The New Jersey Supreme Court recently declined an opportunity to expand the “mode of operation” doctrine in a case involving a slip and fall of a customer in a KFC outlet. It upheld the Appellate Division’s reversal of a $138,643 jury award against the restaurant, which it was alleged failed to maintain a wet floor on which the plaintiff fell on her way to the restroom.
Simply stated, the mode of operation doctrine eliminates the need for an injured customer to prove that the business knew of the unsafe condition causing the accident, when the condition is caused by the way that the business operates. The case establishing the doctrine involved a slip and fall on a loose string bean that had fallen on the floor in a grocery store which allowed customers to pick their produce from an open display. Since that time, the doctrine has mainly been applied to food or drinks spilled in a self service restaurant or supermarket.

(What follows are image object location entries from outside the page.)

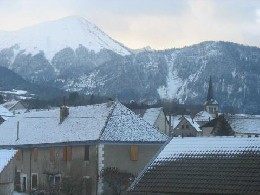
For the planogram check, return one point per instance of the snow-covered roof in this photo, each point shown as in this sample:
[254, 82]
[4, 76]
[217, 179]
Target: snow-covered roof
[5, 157]
[203, 116]
[211, 102]
[203, 165]
[193, 124]
[124, 125]
[178, 118]
[84, 123]
[175, 120]
[249, 124]
[151, 115]
[9, 104]
[4, 113]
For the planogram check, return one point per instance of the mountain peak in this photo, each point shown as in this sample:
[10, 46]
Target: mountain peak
[53, 36]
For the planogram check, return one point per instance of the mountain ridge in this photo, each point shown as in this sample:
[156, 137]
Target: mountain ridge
[180, 74]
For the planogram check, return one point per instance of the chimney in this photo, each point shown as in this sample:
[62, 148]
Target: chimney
[64, 112]
[17, 131]
[109, 102]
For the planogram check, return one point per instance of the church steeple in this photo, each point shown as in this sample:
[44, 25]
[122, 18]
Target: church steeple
[210, 90]
[211, 105]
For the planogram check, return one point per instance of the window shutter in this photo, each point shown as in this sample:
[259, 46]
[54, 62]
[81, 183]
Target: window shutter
[35, 154]
[69, 152]
[134, 153]
[64, 157]
[18, 155]
[52, 154]
[86, 155]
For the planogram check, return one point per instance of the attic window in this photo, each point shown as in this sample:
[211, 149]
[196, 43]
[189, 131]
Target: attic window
[86, 154]
[52, 154]
[19, 155]
[35, 154]
[34, 180]
[67, 153]
[134, 153]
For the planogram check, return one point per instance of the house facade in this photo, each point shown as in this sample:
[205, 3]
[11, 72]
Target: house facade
[7, 170]
[66, 149]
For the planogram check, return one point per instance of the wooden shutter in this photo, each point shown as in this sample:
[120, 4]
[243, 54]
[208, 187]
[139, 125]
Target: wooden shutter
[134, 153]
[52, 154]
[35, 154]
[18, 155]
[34, 181]
[69, 152]
[64, 157]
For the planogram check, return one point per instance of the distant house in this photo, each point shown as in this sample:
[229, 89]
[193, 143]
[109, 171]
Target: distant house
[7, 171]
[203, 117]
[210, 108]
[4, 114]
[186, 127]
[203, 165]
[75, 144]
[15, 106]
[241, 124]
[155, 117]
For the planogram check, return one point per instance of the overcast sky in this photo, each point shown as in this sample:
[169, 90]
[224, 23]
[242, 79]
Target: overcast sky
[138, 23]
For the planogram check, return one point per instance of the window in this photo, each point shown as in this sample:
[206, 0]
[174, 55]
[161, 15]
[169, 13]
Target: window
[19, 155]
[57, 180]
[67, 153]
[34, 180]
[86, 154]
[134, 153]
[52, 154]
[35, 154]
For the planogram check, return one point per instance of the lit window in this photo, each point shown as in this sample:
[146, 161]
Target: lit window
[86, 154]
[134, 153]
[34, 180]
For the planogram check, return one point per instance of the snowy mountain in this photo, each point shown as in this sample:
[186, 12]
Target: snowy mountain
[74, 55]
[51, 37]
[13, 85]
[44, 51]
[182, 75]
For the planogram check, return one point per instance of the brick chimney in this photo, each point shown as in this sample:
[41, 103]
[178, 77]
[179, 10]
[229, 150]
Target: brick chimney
[64, 112]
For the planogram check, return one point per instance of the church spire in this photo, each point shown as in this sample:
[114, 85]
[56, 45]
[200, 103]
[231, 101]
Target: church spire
[210, 91]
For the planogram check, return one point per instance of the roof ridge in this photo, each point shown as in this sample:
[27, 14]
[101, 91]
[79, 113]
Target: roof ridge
[108, 117]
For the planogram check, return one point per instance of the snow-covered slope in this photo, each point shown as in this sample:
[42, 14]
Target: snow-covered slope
[53, 36]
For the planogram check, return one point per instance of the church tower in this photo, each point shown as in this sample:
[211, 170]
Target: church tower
[211, 105]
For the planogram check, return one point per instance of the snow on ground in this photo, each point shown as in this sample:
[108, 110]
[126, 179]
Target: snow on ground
[15, 91]
[4, 113]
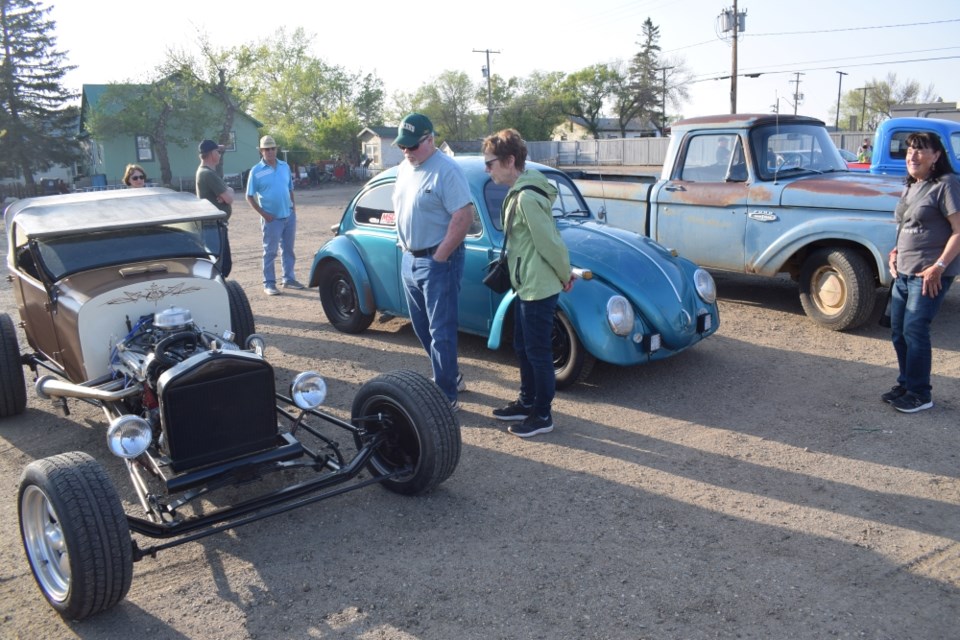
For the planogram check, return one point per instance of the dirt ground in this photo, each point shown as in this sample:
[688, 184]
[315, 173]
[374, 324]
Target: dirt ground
[751, 487]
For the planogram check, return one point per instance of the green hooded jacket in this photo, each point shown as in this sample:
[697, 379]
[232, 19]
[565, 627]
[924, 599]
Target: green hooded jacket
[538, 258]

In the case against KFC, the plaintiff claimed that she slipped on a mixture of water and grease on the floor on a rainy day. She was allowed to argue to the jury that this kind of hazard is inherent in the restaurant’s method of operation, so that it did not matter whether KFC actually knew about the floor condition. Both the Appellate Division and the Supreme Court disagreed, holding that her injuries were unrelated to any self service component of KFC’s business.
While the mode of operation doctrine can serve as a useful shortcut in appropriate cases, it is crucial that any kind of accident be fully investigated as close to the time of occurrence as possible. This should include at a minimum photographing the scene and taking witness statements to bolster proof that the establishment had notice of the hazard.